The aim was to assess the validity of the Hemoccult Sensa® test in detecting colorectal cancer in the above-mentioned outpatients.
Symptomatic outpatients without known established colorectal cancer risk factors and without visible rectal bleeding.
Hemoccult Sensa® was performed before endoscopic examination. Colorectal cancer was identified at histopathological examination. Patients completed a questionnaire about their symptoms before their first hospital appointment.
Eight of 256 patients were found to have colorectal cancer. Median patient age was 63 years. The positive predictive value, negative predictive value, sensitivity, and specificity of Hemoccult Sensa® for colorectal cancer were 10.5% (95% confidence interval [CI]: 6.8–14.3), 99.0% (95% CI: 97.8–100.0), 75.0% (95% CI: 69.7–80.3), and 79.4% (95% CI: 74.5–84.4).
Hemoccult Sensa® as the initial examination in symptomatic outpatients without known established colorectal cancer risk factors presenting without rectal bleeding has to be used with caution. We did not find Hemoccult Sensa® test to be an acceptable alternative to flexible sigmoidoscopy.
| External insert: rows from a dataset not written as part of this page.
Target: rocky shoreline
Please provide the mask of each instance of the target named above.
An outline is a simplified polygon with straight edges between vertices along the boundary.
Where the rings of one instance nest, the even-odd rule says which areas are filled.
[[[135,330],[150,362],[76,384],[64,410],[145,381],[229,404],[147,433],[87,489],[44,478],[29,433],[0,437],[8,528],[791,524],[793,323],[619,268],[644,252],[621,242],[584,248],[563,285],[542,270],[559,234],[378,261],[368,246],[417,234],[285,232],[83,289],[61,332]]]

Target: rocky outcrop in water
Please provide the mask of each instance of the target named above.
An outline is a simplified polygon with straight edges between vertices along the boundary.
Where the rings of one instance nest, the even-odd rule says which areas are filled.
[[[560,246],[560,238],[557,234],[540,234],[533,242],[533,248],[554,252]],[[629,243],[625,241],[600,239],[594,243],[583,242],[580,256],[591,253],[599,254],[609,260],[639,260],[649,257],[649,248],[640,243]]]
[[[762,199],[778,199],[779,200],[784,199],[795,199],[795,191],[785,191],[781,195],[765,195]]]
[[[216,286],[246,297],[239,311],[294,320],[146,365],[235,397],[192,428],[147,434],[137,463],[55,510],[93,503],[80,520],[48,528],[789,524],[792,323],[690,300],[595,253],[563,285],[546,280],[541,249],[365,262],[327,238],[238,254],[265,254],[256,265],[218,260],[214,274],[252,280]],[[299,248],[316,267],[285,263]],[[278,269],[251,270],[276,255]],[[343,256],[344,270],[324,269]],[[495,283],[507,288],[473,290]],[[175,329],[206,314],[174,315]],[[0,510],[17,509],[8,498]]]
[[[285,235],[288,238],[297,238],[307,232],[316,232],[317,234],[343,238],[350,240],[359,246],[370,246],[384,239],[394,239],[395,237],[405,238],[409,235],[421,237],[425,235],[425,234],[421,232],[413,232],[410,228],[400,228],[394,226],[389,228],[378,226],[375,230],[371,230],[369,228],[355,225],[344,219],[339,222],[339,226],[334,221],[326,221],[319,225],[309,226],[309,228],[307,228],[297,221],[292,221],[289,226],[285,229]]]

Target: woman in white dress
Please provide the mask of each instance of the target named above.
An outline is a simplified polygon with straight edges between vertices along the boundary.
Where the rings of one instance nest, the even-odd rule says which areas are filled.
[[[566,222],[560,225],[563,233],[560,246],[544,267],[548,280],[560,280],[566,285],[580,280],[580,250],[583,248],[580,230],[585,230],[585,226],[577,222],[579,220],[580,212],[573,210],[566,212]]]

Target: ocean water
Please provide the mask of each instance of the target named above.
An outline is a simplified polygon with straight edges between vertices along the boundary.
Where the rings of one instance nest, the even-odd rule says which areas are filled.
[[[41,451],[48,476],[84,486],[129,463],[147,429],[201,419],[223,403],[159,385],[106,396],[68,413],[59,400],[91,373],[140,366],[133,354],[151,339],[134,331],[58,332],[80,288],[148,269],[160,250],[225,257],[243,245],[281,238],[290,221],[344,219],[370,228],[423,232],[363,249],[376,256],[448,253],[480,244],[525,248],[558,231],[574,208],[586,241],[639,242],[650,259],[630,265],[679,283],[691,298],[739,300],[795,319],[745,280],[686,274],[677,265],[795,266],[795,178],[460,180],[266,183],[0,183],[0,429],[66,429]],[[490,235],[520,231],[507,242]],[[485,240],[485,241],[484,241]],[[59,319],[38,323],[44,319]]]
Colorectal cancer (CRC) is one of the most common cancers in Westernized countries1,2 and the number of cases is expected to rise as the population ages.3 The vast majority of CRCs are found in patients without established CRC risk factors4 who are diagnosed upon onset of symptoms or through routine screening. In Denmark, screening for CRC is not offered to the general public. In 2002, a new diagnostic strategy in symptomatic outpatients without known established CRC risk factors aged 40 or older and referred by general practitioners was implemented in Denmark. A fecal occult blood test (FOBT, Hemoccult Sensa®; Beckman Coulter Gmbh, Krefeld, Germany) was a part of the strategy in patients without visible rectal bleeding. Symptoms indicative of CRC – changes in bowel habits, abdominal pain. and unintentional loss of weight – are also prevalent both in the general population and in patients with benign disease,5–9 differentiation between patients with CRC and those with benign disease is difficult. Using patient history alone as an indication of CRC may lead many patients with benign conditions to undergo endoscopic examinations. Hemoccult Sensa® could be used as the initial diagnostic procedure for symptomatic outpatients without visible rectal bleeding.10
Earlier studies of the usefulness of FOBT in detecting CRC among symptomatic patients reported sensitivities ranging from 69% to 100%, specificities ranging from 73% to 89%, and positive predictive values ranging from 7% to 76%.10–14 These studies either evaluated the Hemoccult and Hemoccult II tests, which are less sensitive to fecal blood than Hemoccult Sensa®, and/or did not take into consideration reason for colonoscopy referral (eg, symptoms or routine surveillance), risk profile (patients with vs patients without established CRC risk factors), or presence of visible rectal bleeding. We aimed to access the validity of Hemoccult Sensa® in symptomatic outpatients without known established CRC risk factors aged 40 years or older presenting without visible rectal bleeding, and who were referred by general practitioners, by estimating the sensitivity, specificity, and predictive values of Hemoccult Sensa® for CRC.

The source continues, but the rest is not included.